Zigzaguant entre les passants, je file en coup de vent. La brise est légère comme un parfum d’printemps. Sous la mer de ciel, entre les bâtiments  miroirs de la technopole, je traîne mon sac et mon stress. Les hommes d'affaires nerveux,  s'écartent sur mon passage, pestant. Je sépare la marée monochrome gris fumée des costumes. Les plantes grimpantes sur les bâtiments, sont mes seuls spectateurs attentifs, tendant leurs bras feuillus au dessus de ma tête, offrant une ombre étouffante et maternelle. Au dessus du drame des végétaux tordus par la croissance, qui serpentent le long des immeubles, flottent des cumulus obèses, joufflus, imposants comme des cétacés crachant des nuages de pluie.

           

            Puis dans le lointain émerge l'ombre du bâtiment, c'est lui l'horloge autoritaire qui me rappelle à l'ordre. Après avoir parcouru les pelouses , élancée , je bondis à travers les portes, poursuivie par le temps impatient, glissant sur le carrelage fraîchement lavé, déchirant l'air des couloirs. Quand une voix familière vint vibrer sur mes tympans.

***

            ''   Hey Crys! ''  appelais -je affectueusement. La petite demoiselle aux cheveux de bataille freina sa course en glissant et se cramponnant aux casiers pour ne pas tomber. Je m'empressai de l'aider, de disperser sa gêne face à sa maladresse chronique et de lui faire une bise prolongée en respirant son parfum, impénétrable, indescriptible de jolie fille.
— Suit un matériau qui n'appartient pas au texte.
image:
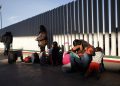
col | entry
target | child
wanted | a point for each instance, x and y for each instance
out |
(95, 63)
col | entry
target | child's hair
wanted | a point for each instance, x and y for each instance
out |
(98, 49)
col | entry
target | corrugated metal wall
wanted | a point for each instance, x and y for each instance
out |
(96, 21)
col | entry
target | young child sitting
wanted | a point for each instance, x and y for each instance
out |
(96, 62)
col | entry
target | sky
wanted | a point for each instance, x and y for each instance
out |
(14, 11)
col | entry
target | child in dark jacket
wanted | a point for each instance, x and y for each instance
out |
(96, 62)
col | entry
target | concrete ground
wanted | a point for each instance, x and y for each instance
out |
(27, 74)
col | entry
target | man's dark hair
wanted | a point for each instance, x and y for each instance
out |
(42, 29)
(77, 42)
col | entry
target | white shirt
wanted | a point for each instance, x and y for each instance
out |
(98, 57)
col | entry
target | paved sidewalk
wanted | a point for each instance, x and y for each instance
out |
(27, 74)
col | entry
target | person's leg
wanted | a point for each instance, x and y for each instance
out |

            Elle faisait déjà bien deux têtes de moins que moi, mais dégageait quelque chose de grand et d'unique.  Derrière ses mèches brunes, on discernait deux perles noisette, voilées par une brume d'ennuis et de soucis latents.
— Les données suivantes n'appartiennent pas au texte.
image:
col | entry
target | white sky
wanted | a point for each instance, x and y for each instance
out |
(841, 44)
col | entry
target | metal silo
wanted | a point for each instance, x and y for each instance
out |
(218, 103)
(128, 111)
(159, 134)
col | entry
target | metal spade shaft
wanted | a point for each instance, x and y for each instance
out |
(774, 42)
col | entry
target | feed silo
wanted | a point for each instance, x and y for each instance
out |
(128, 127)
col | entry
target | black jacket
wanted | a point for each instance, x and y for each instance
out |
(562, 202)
''  Je suis désolée, je suis... encore en retard. ''  Me dit-elle en haletant.

            Nous entrâmes dans le vacarme insensé de la classe. Accoudés aux tables, ils piaillaient tous comme des centaines de moineaux. Dans le fond de la classe quelques bavardes pouffaient comme des hyènes.
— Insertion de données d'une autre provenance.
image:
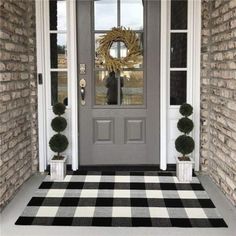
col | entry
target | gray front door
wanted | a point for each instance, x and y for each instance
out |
(119, 126)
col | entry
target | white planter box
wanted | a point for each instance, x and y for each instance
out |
(58, 169)
(184, 170)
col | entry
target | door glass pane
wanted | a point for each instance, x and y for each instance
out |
(101, 89)
(114, 51)
(105, 14)
(178, 87)
(132, 88)
(57, 15)
(132, 14)
(178, 53)
(179, 10)
(98, 63)
(58, 50)
(59, 83)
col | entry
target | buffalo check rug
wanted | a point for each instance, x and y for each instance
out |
(122, 199)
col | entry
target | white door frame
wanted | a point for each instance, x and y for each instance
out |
(194, 57)
(73, 77)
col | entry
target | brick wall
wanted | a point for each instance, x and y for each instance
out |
(218, 94)
(18, 96)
              Je les dévisageais, hautaine, sûre de ma supériorité, heureuse de ne pas avoir à dévoiler quelque trésor de spiritualité pour les faire taire.

***    

            ''  Tu devrais pas être aussi méprisante''  dis-je d'une voix enjouée à Arthem qui s’asseyait, l'ombre de l'agressivité sadique se noyant dans ses yeux.  

''  Je n'ai aucun respect pour la bêtise tu le sais bien. ''

            Je cautionnais les accès de mépris d’Arthem, d'une part parce que j'étais plus ou moins d'accord avec elle,  même si j'essayais de ne pas penser ainsi, d'autre part parce qu’elle pouvait, étrangement, se le permettre. C'était quelqu'un d'inaccessible, de violent dans ses mots et son attitude. Une créature insolente que j'admirais souvent  par son répondant qui tranchait le fil de la parole.

 

             '' Excusez moi! '' L'attention se porta sur le vieux professeur, Mister Steward. Près de lui se trouvait une adolescente aux allures fragiles de poupée de cire. Des cheveux fins couleur corbeau, encadraient son visage délicat de pêche. L'éclat rayonnant de sa voix  me surprit par la vie qui s'en dégageait. Elle se présentait spontanément sans timidité ni hésitation. Mais ses yeux bleu pâle étaient étranges, son regard vide était comme...

            ''  Je m'appelle Djuhs j'ai dix huit ans, je viens d'un établissement spécialisé à cause de mon handicap congénital. ''

                                                                                                          ... court-circuité....

''  ... A vrai dire c'est un problème très léger que mon séjour dans mon établissement précédent m'a aidé à régler, c'est pour cela que j'ai la possibilité de venir cette année dans un lycée normal sans trop de soucis, j'aurai juste besoin d'un peu de votre bonne volonté pour m'aider à me faire au nouveau lieu car je suis... ''

                                                                                                          ... Aveugle c'était ça le mot.

 

            Elle parla ainsi pendant une bonne heure en passionnant son auditoire, par son charme discret, sa simplicité et son humour, malgré le fait que quelque chose clochait.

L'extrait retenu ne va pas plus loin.